Study Questions 2: A Room of One’s Own

 

Woolf and Modernism

Mark Hussey’s section on Modernism (Woolf A-Z) says that while people disagree on definitions of modernism, “all at least agree that the term refers to the early twentieth century as a time of artistic and literary experimentation” (163).  Some features of Modernism might include:

·        bending genre boundaries (e.g., novel/poem, poem/essay)

·        the narrative technique called “stream of consciousness” as a means of getting at inner reality, “the flickerings of that innermost flame” (Woolf “Modern Fiction”)

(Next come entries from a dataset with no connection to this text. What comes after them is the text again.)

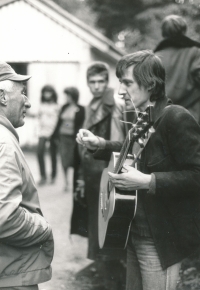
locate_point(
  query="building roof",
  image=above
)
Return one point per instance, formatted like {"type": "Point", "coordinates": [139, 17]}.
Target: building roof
{"type": "Point", "coordinates": [91, 36]}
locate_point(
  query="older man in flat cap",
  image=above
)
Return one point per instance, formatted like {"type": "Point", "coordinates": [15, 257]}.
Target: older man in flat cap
{"type": "Point", "coordinates": [26, 241]}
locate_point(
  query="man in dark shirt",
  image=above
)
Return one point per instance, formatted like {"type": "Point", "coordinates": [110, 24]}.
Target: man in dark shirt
{"type": "Point", "coordinates": [166, 228]}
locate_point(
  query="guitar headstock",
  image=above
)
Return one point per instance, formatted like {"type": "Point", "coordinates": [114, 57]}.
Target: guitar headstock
{"type": "Point", "coordinates": [144, 122]}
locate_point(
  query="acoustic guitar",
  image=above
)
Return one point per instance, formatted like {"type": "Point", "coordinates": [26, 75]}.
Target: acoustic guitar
{"type": "Point", "coordinates": [117, 208]}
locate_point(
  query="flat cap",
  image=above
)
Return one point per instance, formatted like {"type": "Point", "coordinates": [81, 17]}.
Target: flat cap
{"type": "Point", "coordinates": [8, 73]}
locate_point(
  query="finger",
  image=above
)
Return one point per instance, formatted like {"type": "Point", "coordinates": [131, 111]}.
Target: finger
{"type": "Point", "coordinates": [79, 141]}
{"type": "Point", "coordinates": [128, 168]}
{"type": "Point", "coordinates": [83, 133]}
{"type": "Point", "coordinates": [113, 175]}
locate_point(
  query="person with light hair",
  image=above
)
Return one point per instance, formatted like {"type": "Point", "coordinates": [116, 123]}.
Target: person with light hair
{"type": "Point", "coordinates": [26, 240]}
{"type": "Point", "coordinates": [181, 58]}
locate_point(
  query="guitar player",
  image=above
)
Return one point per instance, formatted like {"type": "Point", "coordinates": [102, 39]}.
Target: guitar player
{"type": "Point", "coordinates": [166, 227]}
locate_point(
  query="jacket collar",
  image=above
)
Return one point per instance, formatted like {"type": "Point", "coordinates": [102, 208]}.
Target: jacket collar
{"type": "Point", "coordinates": [181, 41]}
{"type": "Point", "coordinates": [6, 123]}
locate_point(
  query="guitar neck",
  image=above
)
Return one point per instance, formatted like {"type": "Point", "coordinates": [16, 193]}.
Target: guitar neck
{"type": "Point", "coordinates": [123, 153]}
{"type": "Point", "coordinates": [139, 129]}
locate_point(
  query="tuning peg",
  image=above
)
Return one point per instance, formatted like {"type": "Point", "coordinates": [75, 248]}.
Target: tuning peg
{"type": "Point", "coordinates": [141, 142]}
{"type": "Point", "coordinates": [152, 130]}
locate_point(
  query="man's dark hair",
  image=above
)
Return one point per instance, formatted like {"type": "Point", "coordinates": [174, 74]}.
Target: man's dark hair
{"type": "Point", "coordinates": [49, 88]}
{"type": "Point", "coordinates": [73, 93]}
{"type": "Point", "coordinates": [148, 72]}
{"type": "Point", "coordinates": [98, 68]}
{"type": "Point", "coordinates": [173, 26]}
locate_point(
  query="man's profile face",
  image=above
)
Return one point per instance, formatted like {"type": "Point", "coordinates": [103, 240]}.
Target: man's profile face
{"type": "Point", "coordinates": [131, 92]}
{"type": "Point", "coordinates": [17, 104]}
{"type": "Point", "coordinates": [97, 84]}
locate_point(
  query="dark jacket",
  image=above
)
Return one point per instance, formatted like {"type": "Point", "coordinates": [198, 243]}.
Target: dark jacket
{"type": "Point", "coordinates": [173, 155]}
{"type": "Point", "coordinates": [78, 120]}
{"type": "Point", "coordinates": [181, 59]}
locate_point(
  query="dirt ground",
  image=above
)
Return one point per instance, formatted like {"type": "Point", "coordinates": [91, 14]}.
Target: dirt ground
{"type": "Point", "coordinates": [71, 269]}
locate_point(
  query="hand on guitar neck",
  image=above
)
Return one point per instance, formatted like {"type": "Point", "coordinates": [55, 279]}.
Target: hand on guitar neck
{"type": "Point", "coordinates": [87, 139]}
{"type": "Point", "coordinates": [131, 179]}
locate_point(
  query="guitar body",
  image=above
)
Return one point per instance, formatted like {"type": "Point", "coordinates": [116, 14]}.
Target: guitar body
{"type": "Point", "coordinates": [116, 210]}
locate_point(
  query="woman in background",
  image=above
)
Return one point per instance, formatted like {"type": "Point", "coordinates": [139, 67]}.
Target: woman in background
{"type": "Point", "coordinates": [47, 119]}
{"type": "Point", "coordinates": [70, 120]}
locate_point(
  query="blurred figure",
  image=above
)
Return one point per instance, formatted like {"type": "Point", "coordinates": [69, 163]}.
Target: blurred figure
{"type": "Point", "coordinates": [181, 58]}
{"type": "Point", "coordinates": [48, 115]}
{"type": "Point", "coordinates": [70, 120]}
{"type": "Point", "coordinates": [103, 115]}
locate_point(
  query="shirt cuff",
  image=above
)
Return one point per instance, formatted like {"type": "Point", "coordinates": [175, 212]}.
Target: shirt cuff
{"type": "Point", "coordinates": [152, 185]}
{"type": "Point", "coordinates": [102, 145]}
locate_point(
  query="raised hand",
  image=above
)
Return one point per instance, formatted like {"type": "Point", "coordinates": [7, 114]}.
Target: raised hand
{"type": "Point", "coordinates": [132, 179]}
{"type": "Point", "coordinates": [87, 139]}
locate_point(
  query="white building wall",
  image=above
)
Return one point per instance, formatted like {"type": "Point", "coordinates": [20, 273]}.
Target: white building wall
{"type": "Point", "coordinates": [55, 50]}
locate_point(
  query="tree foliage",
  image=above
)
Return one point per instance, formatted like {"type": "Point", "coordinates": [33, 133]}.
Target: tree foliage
{"type": "Point", "coordinates": [134, 24]}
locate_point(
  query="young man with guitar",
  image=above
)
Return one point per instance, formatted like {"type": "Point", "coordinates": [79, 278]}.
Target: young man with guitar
{"type": "Point", "coordinates": [166, 226]}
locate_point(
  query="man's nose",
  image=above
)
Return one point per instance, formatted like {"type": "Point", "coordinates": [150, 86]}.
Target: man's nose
{"type": "Point", "coordinates": [122, 91]}
{"type": "Point", "coordinates": [27, 103]}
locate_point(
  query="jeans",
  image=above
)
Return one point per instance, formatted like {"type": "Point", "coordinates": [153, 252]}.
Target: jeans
{"type": "Point", "coordinates": [144, 271]}
{"type": "Point", "coordinates": [41, 153]}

·        questioning authority, convention, and belief in such verities as Truth, or even the fixity of time.

 

Consider what features of AROO might be distinctively Modern in these three respects.  Look for specific passages that seem to fit the definition of "stream of consciousness" and examine what the technique accomplishes.   She almost immediately announces that she will develop her argument about money and a room of one's own by "develop[ing] in your presence as fully and freely as I can the train of thought which led me to think this" (4).  Compare the way she time travels on p 9, 10, and 12, even changing the season from autumn to spring on p 16 (even while saying she won't), to the way she explores the fictitious Mary Carmichael's new novel Life's Adventure (chapter 5).  What is the roll of imagination in Woolf's narrative technique?

 

Woolf and Feminism    

"I myself have never been able to find out precisely what feminism is: I only know that people call me a feminist whenever I express sentiments that differentiate me from a doormat, or a prostitute."  --       Rebecca West, 1913                                                                                     

 

Woolf uses the term “feminist/feminism” only twice in AROO, both times in reference to Rebecca West, a popular novelist of Woolf’s day (1892-1983), both times disparagingly, “arrant feminist” (35) and “arrant feminism” (58).  Yet most modern critics regard AROO as the first important document in modern feminist criticism, laying the groundwork for much that was to come.  Review some modern definitions of “feminism,"  and consider whether Woolf’s position in AROO fits any of them.  Attempt to construct a definition of “feminism” that would describe Woolf’s stance here.  Ignore whether she would agree to call it “feminist” or not.  In Three Guineas [1939] she argues for moving beyond a need for the term and wants to burn it.  See AROO, bottom of p. 40, for a similar reference to a future time when even the term “woman” as the “protected sex” will have disappeared.  See especially  p. 82 (Chloe and Olivia); p. 93, writing as a woman who has forgotten she is a woman; p. 96, the taxicab scene; p. 98 Shakespeare’s androgyny; and p. 111, do not try to be superior or inferior, be yourself.

 

Woolf and Auto/biography

Even though Woolf explicitly states that the “I” in her narrative “is only a convenient term for somebody who has no real being” (4), and even names her narrator Mary Beton (sometimes Mary Seton), she delivered the original version as lectures, she begins and ends the book in her own person, and she refers frequently to specific events that occurred in her own life.  For example, she did dine with friends at Cambridge, she did have an aunt who died and left her a legacy, although Woolf’s aunt left her £100 a year, not the £500 that her narrator’s aunt left her.  What is the effect of this pseudo-autobiographical format?  Why do you think Woolf chooses to make her argument in this way, rather than as straight expository writing, using the facts of her own life?  See especially p. 99 ff. about the shadow of the letter “I.”